When Mama got home, she laid on the horn since a car was parked in front of the driveway. Her phone was pressed to her ear, Brennan watching all the while as the women looked to Mama and broke into song. The children wailed and covered their ears at the horn.
A man got out of the car blocking the driveway and pounded in fury on Mama’s hood. She got out, screaming at him to get the hell away from her truck and her property. The police were on the way. Then the man got in Mama’s face to yell that she was a bitch who endangered good families, and a lesbian, too, since she drove a truck.
No squad car rounded the corner, no sirens blared in the distance. Worried that this man was going to hit his mother, Brennan flew out the front door. He didn’t think to bring a knife from the kitchen until it was too late. The children screamed to see him and ran into the street. Their mothers stopped singing to shout at them about cars. The man was still railing at Mama, who was railing just as furiously back.
Grabbing up the hose, Brennan turned on the faucet to full blast and depressed the lever. He nailed the man in the back with the hard spray of the water. The man turned, enraged, and Mama ordered Brennan to go back into the house.
“Get the hell out of here! Get the hell out of here!” Brennan yelled. His voice broke from a man’s to a boy’s, and he screamed in frustration. He turned the flow to the open window of the man’s car. The breeze flicked drops back into Brennan’s face.

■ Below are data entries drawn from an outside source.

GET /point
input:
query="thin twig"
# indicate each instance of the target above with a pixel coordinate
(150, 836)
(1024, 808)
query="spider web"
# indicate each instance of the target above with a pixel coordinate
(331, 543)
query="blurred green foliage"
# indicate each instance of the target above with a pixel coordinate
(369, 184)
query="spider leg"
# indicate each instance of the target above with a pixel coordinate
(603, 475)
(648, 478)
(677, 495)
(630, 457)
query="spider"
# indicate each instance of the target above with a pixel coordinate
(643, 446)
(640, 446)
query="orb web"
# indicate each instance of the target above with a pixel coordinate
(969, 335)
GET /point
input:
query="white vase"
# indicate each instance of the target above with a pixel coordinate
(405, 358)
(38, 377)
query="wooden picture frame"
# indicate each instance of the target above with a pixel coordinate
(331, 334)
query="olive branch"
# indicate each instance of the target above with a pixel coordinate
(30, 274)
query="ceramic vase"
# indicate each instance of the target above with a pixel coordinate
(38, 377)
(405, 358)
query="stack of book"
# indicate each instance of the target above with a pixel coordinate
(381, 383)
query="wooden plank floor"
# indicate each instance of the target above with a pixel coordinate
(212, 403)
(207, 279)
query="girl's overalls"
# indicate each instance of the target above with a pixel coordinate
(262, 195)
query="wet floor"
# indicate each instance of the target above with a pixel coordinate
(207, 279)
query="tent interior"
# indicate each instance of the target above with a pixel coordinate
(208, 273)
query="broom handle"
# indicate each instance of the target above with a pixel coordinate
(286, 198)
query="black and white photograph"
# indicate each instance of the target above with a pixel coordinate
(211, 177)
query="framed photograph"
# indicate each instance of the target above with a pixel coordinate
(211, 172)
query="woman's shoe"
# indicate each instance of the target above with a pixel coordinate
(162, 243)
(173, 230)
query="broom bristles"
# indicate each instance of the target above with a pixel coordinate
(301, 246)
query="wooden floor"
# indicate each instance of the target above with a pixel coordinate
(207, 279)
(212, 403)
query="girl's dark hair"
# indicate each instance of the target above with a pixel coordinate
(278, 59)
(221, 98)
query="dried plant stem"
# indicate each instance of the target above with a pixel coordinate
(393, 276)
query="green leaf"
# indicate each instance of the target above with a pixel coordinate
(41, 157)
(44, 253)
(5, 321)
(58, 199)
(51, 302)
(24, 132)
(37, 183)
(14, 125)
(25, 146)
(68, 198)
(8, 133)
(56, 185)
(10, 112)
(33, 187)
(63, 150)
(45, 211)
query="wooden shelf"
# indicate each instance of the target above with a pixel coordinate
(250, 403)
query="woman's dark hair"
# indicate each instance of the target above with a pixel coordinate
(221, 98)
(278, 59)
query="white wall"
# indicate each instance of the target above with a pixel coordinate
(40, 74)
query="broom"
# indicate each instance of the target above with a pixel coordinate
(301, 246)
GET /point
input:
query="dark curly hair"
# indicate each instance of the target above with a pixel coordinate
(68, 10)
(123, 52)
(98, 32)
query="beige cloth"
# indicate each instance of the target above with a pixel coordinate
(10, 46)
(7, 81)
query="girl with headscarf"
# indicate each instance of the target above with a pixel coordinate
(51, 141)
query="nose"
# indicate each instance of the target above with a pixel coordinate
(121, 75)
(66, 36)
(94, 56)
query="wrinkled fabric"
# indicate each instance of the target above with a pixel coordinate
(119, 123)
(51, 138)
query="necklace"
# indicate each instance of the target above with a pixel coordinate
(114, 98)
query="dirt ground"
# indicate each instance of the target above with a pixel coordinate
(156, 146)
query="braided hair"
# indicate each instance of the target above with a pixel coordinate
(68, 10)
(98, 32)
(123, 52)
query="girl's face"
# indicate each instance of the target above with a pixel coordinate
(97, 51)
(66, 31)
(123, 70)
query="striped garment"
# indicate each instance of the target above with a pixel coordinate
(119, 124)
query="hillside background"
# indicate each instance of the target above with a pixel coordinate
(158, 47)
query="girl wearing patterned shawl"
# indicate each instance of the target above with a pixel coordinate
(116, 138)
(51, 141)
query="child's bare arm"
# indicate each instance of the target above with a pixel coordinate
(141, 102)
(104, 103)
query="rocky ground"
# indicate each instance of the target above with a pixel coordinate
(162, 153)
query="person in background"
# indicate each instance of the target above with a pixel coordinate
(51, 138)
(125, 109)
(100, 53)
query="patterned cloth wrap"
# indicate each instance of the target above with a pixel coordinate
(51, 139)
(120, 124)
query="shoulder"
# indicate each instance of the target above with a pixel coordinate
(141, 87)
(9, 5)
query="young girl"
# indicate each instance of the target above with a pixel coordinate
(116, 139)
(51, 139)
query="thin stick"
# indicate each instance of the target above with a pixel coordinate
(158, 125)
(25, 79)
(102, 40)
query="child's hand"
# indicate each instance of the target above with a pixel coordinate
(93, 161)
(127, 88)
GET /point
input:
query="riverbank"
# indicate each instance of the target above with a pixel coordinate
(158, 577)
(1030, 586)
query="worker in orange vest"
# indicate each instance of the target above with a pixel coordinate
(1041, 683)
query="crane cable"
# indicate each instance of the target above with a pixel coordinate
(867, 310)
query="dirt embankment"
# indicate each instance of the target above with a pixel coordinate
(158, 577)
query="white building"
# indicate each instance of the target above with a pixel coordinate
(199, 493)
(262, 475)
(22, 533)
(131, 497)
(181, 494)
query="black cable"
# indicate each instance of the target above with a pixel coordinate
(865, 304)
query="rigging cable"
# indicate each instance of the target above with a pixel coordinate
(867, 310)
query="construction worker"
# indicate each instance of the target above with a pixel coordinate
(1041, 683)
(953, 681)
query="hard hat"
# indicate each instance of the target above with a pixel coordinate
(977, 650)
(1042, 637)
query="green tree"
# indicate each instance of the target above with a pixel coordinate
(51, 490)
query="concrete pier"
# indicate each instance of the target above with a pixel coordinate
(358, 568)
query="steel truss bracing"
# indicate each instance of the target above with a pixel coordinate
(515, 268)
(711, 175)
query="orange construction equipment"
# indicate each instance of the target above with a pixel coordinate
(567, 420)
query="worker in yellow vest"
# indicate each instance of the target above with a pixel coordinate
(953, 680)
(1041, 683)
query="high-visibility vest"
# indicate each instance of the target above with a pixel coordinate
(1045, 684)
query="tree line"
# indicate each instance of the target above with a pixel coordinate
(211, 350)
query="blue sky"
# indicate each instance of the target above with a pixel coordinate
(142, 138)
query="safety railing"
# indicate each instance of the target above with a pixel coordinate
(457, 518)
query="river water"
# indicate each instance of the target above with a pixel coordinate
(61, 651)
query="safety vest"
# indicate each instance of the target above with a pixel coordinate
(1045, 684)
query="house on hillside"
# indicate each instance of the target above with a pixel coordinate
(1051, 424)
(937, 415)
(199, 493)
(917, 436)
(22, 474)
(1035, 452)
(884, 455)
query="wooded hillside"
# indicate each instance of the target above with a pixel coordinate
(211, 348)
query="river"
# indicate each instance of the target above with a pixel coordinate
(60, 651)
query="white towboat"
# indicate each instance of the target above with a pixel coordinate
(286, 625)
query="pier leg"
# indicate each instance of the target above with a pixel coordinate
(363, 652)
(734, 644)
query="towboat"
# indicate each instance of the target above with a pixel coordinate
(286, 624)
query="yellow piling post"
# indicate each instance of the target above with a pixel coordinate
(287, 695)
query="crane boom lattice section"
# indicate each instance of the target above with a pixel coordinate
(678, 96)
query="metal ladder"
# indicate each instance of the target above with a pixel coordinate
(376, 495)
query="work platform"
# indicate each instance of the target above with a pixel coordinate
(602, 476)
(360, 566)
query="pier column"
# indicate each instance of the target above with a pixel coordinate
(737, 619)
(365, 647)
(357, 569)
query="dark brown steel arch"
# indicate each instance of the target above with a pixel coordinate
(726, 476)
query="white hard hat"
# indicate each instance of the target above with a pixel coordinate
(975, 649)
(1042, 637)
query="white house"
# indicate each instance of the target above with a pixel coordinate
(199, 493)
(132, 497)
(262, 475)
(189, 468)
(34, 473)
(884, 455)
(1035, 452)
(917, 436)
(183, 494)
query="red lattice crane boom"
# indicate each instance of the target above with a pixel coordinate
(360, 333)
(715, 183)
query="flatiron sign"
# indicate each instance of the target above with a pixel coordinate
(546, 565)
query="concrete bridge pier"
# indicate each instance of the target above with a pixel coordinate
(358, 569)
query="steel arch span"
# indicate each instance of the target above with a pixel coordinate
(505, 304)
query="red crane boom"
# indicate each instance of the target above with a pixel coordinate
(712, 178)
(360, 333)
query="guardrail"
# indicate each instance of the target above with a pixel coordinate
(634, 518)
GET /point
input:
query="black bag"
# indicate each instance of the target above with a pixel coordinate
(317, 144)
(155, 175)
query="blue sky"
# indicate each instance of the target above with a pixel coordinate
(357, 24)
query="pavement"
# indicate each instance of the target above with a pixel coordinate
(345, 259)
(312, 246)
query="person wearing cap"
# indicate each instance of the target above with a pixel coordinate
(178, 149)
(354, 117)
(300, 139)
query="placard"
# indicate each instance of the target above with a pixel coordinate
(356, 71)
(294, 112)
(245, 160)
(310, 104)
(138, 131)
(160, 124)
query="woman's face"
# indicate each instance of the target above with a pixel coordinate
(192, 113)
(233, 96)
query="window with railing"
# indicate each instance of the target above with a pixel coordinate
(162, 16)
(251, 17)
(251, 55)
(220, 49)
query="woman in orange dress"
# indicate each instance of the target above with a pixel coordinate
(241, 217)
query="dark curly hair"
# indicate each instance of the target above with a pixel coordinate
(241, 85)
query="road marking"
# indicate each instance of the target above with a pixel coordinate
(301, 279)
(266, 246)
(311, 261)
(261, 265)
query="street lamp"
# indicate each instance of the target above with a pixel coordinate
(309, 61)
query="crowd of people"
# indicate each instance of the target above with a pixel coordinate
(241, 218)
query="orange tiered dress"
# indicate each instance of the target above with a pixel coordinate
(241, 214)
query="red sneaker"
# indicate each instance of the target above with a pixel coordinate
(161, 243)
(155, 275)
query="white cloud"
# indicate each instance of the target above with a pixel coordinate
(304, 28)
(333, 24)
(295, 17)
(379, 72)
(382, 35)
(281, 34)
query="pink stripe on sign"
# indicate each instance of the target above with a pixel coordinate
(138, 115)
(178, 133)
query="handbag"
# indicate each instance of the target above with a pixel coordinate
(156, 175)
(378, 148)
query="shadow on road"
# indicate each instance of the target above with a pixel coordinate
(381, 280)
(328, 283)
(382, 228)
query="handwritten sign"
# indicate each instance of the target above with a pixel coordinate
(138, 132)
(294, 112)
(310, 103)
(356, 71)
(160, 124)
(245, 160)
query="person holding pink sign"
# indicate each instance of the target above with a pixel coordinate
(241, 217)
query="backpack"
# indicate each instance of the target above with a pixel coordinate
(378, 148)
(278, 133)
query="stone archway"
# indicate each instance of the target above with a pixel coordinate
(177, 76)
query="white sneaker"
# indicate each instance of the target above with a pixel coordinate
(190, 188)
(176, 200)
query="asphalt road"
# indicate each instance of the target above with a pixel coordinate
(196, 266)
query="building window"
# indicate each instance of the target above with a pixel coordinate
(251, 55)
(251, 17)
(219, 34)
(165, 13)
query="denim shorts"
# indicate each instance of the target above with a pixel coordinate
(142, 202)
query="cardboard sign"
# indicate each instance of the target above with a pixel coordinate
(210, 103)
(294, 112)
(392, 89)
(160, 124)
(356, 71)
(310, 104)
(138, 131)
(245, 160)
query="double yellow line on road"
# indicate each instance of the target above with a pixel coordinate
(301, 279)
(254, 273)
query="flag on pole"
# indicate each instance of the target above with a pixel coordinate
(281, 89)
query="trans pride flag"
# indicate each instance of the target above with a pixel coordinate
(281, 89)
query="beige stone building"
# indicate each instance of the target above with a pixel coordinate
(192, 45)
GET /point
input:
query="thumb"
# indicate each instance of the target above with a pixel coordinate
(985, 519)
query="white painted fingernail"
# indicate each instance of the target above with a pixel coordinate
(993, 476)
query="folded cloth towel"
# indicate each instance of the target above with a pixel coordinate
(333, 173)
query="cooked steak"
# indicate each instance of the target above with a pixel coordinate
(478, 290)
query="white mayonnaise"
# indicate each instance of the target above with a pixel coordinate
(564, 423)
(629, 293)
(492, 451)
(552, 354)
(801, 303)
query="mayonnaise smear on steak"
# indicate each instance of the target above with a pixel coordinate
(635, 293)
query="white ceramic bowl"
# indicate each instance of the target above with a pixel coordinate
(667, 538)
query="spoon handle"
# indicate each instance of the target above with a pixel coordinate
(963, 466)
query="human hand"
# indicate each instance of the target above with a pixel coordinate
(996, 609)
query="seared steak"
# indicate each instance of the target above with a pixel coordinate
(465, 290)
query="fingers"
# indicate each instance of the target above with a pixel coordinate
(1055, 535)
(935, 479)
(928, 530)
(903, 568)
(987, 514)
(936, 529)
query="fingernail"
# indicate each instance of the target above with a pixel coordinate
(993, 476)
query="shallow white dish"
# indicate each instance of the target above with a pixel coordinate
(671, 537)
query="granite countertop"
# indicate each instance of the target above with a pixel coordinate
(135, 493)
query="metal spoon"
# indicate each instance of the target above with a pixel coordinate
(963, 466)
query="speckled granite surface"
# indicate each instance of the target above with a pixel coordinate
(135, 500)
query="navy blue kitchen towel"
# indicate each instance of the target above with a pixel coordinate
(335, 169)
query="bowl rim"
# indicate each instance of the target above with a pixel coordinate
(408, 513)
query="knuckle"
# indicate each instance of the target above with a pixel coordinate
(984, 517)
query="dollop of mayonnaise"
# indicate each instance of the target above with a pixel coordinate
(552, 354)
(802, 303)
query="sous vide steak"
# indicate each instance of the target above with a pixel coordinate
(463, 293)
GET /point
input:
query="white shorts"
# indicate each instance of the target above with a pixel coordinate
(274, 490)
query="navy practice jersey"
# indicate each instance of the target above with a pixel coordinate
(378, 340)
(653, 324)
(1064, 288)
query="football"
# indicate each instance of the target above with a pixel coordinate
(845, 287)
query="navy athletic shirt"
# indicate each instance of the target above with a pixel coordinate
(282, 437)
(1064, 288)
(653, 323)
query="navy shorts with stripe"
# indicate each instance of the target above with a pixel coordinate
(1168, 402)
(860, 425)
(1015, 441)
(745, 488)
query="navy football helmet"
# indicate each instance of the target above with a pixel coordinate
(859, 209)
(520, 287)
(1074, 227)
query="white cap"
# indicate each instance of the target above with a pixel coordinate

That gave him the idea to move the stream to the man’s mouth as a stopper to his shouting. The man shielded his face and tried to come onto the grass, Brennan moving the spray to his groin and making him dash back. Then Brennan turned the hose on the women and children on the sidewalk and street, screaming incoherently at them. Curses rained down upon him but they did not hurt, not like the true rain pounding nails into their legs and stomachs and faces. The old woman fell when getting up from her chair and no one stopped to help. He sprayed her as she scrabbled on all fours to escape. Backpacks and drums and a purse forgotten, the women and children scattered.
He hadn’t felt angry while watching them through the day. He felt very little, but it was building all along with every prayer and sign, every tap of a drum. Brennan had not known this but now he felt it. To bother his family that did nothing but go to work and school and church! To make him a monster when the monsters were those four thugs running away with Brennan’s money! To tell every man, woman, and child passing by that a zombie lived here! When Mama had cried to the television cameras of her lost son last December, the neighbors brought over food and told reporters of the nice boy he was, even though they didn’t really know him. When Brennan came back with Sombra C, they evanesced. And now it was not enough to ignore him and call their children inside when he appeared. Now they turned his home into a circus!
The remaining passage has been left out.